The circumstances of each case are very different and in most respects they cannot be compared. The common strand, however, is that charities are under unprecedented scrutiny and the merest whiff of controversy or of a skeleton in the cupboard is likely to bring the attack dogs of what used to be known as Fleet Street sniffing round your door. Any chief executive could be forgiven for feeling nervous.

But it would be wrong to dismiss all this as something that is just got up by the press. The right-wing newspapers in this country are capable of being biased and vindictive and of blowing things up out of all proportion, but in most cases their themes have a root in the zeitgeist - a certain mood among the public, politicians and chattering classes. Charities have to face the fact that nowadays they are not so often seen as angels by the world at large in the same way they used to be.
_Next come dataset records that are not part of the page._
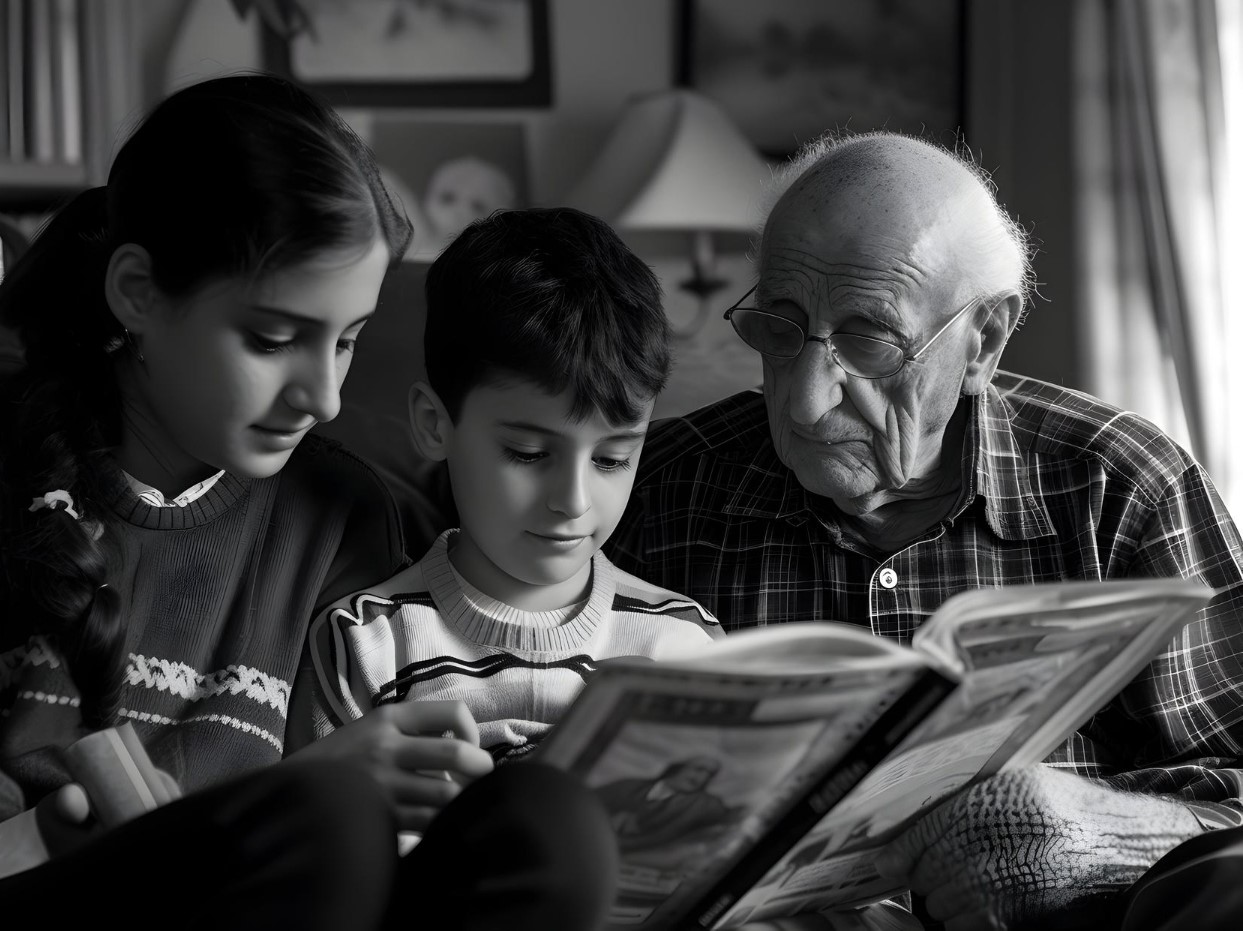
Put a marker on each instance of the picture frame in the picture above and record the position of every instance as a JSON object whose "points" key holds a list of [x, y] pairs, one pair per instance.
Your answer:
{"points": [[404, 54], [786, 71], [448, 173]]}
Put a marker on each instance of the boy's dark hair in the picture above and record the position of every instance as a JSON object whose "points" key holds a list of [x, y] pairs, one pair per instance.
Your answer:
{"points": [[552, 296]]}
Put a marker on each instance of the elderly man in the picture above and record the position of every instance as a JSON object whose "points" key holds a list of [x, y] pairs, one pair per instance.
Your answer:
{"points": [[890, 464]]}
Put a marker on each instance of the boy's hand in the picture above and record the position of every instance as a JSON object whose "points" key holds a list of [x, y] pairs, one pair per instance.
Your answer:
{"points": [[403, 747]]}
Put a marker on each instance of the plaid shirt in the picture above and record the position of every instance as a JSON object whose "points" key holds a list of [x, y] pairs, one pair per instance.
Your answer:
{"points": [[1064, 487]]}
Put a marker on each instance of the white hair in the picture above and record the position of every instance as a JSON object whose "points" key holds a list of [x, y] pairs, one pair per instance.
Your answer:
{"points": [[829, 147]]}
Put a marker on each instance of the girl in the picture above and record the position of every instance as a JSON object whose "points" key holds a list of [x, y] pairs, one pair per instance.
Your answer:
{"points": [[168, 528]]}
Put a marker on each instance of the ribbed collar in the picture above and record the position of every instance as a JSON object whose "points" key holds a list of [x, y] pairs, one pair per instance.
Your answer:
{"points": [[214, 502], [492, 623]]}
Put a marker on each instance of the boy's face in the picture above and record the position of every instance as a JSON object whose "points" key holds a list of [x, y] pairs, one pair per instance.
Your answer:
{"points": [[536, 492]]}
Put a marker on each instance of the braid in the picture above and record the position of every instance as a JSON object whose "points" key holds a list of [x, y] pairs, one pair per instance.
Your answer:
{"points": [[57, 417]]}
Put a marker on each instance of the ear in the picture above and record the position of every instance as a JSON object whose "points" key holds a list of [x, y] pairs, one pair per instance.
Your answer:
{"points": [[430, 424], [129, 287], [995, 328]]}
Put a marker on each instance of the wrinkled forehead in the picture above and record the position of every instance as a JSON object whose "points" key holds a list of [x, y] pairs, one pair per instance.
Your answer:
{"points": [[890, 235]]}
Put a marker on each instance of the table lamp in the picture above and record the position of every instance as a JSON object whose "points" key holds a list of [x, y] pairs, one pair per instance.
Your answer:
{"points": [[674, 162]]}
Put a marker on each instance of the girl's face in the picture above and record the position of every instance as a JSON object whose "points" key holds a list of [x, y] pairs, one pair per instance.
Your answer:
{"points": [[234, 376]]}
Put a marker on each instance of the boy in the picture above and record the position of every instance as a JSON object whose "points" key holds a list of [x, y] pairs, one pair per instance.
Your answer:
{"points": [[546, 347]]}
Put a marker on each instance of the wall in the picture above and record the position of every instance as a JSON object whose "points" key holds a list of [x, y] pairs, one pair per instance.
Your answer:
{"points": [[603, 51]]}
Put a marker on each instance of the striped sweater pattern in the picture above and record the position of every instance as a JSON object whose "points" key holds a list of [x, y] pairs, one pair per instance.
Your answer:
{"points": [[426, 634]]}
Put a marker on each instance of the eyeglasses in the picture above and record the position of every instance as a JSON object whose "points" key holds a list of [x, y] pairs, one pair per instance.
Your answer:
{"points": [[859, 356]]}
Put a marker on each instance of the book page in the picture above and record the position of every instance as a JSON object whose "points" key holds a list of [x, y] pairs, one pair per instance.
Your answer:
{"points": [[696, 766], [1039, 660]]}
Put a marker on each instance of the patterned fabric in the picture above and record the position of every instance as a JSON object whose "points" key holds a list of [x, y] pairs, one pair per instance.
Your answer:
{"points": [[1058, 486], [426, 634], [216, 598]]}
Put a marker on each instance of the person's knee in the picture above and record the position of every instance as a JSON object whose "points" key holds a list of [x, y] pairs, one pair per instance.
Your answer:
{"points": [[538, 839]]}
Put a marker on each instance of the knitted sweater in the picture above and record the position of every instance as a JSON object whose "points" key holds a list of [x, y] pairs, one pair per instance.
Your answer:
{"points": [[216, 598], [426, 634]]}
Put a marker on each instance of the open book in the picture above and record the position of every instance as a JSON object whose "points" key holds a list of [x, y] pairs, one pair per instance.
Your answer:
{"points": [[758, 777]]}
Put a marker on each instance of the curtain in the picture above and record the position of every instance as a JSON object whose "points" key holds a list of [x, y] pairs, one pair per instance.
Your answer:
{"points": [[1156, 147]]}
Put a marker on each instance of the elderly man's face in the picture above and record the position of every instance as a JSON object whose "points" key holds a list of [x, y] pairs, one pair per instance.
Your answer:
{"points": [[874, 265]]}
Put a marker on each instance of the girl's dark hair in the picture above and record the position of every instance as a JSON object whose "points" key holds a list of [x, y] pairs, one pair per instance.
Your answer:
{"points": [[239, 175], [551, 295]]}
The best response is a mixture of good housekeeping and transparency. If you raise money from the public or take it from the taxpayer, you need to keep scrutinising yourself from the perspective of a potentially hostile outsider: is your activity, your spending, your pay, your behaviour, up to scratch and defensible? If it is, you can respond openly and robustly. Circling the wagons tends to make things worse and implies there is something to hide.

One consolation for chief executives is that they have the charities minister on their side. Nick Hurd emphasises in his interview this week with Third Sector that he knows what a difficult job they have. And he says three times that he wants them to be properly paid.